As you can see, physical cash is an essential means for maintaining your liberty. That's why, in light of recent calls to disband high denomination bills, two right-wing Swiss politicians have proposed the exact opposite.
Philip Brunner and Manuel Brandberg have suggested the creation of a 5000 franc note to ensure the safe haven status of Switzerland's currency.
Cash is so important to individual liberty, that it could be compared to the right to bear arms.
So how will you preserve your freedom if, and probably when this comes to pass?
The most obvious solution would be to stock up on gold and silver before the cash ban arrives, because that is really the best alternative. Precious metals provide the only other convenient way to make untraceable purchases (you'll probably start to see underground markets pop up to cater to many of the normal purchases you make every day).
After all, gold and silver were the most popular forms of currency until the 20th century.
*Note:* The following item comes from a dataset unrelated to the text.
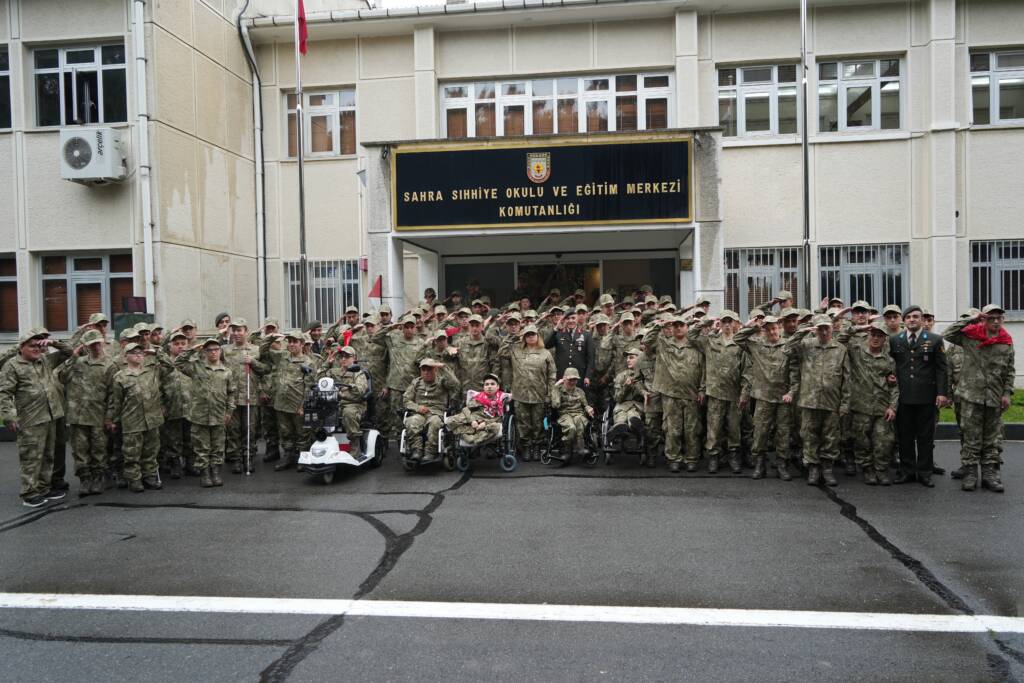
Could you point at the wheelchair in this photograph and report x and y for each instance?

Alternatively you could put your money in any physical asset that may hold its value, such as land or firearms for example; but for daily purchases, gold and silver are king.
Of course, the government could try to ban that as well. They tried confiscating gold before and they could do it again.
However, it's not going to do them any good. When negative interest rates arrive with the cashless society, there will be millions of people moving their assets into gold and silver. They'll be joining everyone who is operating in the black market, who will have already moved into precious metals by necessity.
There would be widespread disobedience against those rules. Nobody is going to give a damn about the laws at that point.
If the government tries to brazenly wipe out everything you've earned throughout your entire life, you won't be too concerned about the law and neither will millions of other savers.
With that many people, it will be impossible for the government to really clamp down on it.
Honestly, they'll be just as successful in preventing you from owning gold and silver, as they are in preventing you from buying pot. And the cops will have their savings wiped out as well, so they'll be playing the same game you are.
It'll be prohibition all over again...
In short, gold and silver are the best things you can buy to prepare yourself for the cashless society. A lot of people will be rushing into precious metals if our government decides to get rid of cash, and the government will likely be helpless to stop you.
So stock up now before the herd realizes what's happening to them.